Post content here for convenience. See link above for hyperlinks.

Berislav Lopac thinks that the browser is going away, and native applications
connected to web-server backends are the future. I feel the opposite. I think
native applications are headed the way of the cli. The browser is the great
equalizer. Think about it like this: what barriers prevent you changing
operating systems today? What barriers prevented you from changing operating
systems 10 years ago? Our daily computing lives are dominated more and more by
web-based applications. We can use these applications anywhere. It’s one of
the primary reasons mobile and tablet devices have finally gained traction.

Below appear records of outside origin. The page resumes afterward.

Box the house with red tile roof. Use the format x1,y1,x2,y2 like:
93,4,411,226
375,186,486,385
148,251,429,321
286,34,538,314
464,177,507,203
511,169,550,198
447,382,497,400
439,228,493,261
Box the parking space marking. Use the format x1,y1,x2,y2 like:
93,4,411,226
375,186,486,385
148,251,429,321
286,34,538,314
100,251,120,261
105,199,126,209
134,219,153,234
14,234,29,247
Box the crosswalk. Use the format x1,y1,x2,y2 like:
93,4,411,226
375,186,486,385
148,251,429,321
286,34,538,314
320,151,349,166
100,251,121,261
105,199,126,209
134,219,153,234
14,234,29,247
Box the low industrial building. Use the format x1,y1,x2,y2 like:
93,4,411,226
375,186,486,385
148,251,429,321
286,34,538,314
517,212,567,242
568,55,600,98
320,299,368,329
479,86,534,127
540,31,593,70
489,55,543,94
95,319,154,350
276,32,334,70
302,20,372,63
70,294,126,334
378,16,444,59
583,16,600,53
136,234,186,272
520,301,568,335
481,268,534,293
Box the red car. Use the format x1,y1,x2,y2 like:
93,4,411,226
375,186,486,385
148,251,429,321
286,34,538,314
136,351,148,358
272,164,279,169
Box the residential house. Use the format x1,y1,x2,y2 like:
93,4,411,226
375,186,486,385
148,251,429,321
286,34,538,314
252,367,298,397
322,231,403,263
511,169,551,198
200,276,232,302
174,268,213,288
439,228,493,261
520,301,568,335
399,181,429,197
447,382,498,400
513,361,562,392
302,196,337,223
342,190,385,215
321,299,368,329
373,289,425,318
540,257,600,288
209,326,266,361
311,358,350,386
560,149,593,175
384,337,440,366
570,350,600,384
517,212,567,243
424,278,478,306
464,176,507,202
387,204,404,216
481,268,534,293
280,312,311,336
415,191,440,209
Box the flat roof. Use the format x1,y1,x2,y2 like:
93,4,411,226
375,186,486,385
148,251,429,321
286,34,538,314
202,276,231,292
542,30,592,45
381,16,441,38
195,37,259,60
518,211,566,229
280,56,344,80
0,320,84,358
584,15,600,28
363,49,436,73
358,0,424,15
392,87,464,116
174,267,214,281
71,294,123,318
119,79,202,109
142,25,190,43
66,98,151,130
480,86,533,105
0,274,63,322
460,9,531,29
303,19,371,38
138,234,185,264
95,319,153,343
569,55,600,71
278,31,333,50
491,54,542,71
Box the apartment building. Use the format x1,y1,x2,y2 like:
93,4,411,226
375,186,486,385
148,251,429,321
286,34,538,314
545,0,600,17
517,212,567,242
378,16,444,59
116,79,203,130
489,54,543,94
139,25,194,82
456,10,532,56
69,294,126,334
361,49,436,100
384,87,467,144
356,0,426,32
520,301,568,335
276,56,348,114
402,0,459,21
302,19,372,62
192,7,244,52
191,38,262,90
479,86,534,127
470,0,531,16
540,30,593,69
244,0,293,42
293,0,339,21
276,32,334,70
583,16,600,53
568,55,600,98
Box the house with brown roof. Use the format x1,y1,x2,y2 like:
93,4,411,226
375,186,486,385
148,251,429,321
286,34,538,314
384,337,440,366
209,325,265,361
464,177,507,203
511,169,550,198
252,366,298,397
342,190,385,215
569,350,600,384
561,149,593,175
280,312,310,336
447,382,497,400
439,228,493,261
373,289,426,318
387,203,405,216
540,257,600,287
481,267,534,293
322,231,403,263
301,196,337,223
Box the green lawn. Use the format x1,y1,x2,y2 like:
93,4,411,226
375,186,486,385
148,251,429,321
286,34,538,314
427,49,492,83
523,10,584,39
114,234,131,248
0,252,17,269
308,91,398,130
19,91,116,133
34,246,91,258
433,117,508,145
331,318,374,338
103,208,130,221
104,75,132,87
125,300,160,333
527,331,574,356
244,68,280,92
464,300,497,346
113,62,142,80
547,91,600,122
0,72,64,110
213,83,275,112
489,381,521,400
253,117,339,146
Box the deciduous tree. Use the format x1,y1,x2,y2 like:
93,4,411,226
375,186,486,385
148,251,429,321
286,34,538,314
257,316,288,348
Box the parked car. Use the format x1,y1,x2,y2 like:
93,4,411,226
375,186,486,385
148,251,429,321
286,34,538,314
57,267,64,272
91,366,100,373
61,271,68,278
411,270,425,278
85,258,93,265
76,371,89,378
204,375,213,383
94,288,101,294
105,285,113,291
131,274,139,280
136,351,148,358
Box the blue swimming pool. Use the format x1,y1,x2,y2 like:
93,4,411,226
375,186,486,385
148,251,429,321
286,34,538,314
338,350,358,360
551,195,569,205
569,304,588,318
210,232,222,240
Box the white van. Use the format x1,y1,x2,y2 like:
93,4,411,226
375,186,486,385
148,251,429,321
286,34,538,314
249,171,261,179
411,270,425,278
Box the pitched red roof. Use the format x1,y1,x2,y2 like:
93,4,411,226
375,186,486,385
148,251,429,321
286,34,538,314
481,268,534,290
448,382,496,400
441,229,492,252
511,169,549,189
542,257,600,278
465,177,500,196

Not too long ago, our mobility between operating systems didn’t matter much.
No one really cared if they could easily switch from Windows to Linux, because
switching didn’t achieve a specific goal that they were interested in. That
is, the tasks they could accomplish were too similar. The introduction of
mobile and tablet devices has created a new incentive for operating system
mobility. Users want to be untied from their desks, and they want to bring
their experience with them.

The browser is already an application platform. It is its own execution
environment. Ironically, Microsoft’s early vision of the web browser was that
it would be a platform to which native-like applications could be pushed over
the wire. ActiveX and proprietary browser features were an attempt to leverage
existing developer toolsets in a browser environment. This failed (for a large
number of reasons), but the persistence of IE6 in corporate environments is a
testament to just how close they were to succeeding. As browser standards
advance, we’ll see a surge in the development of fully in-browser frameworks
that use design patterns like MVC. I don’t mean V and C in the browser and
model on the server. I mean M, V, and C within a browser, where the model
reaches out (sometimes) to a server for data-sync or specific execution.
Apple’s guidelines for iPhone web apps are a great example. Their entire
framework is built atop an open-source browser, which is seeing widespread
adoption in the mobile and tablet space.

The balance between client and server based processing runs like the tides.
Not every application will become a web application, but the number and broad
importance of native applications will diminish. Web standards will continue
to advance, supporting more native-like applications in the web browser.
Projects like Fluid will allow users and developers to package browser-based
apps in launchable containers on the desktop, while mobile devices will
continue with the existing trend of abstracting away the difference between
mobile and native apps (see iOS and Android handling of web app shortcuts on
homescreens). Browser application frameworks like Sproutcore will put new
tools in the hands of developers that advance the way we think and build “web
apps”.

The future of the web browser is bright.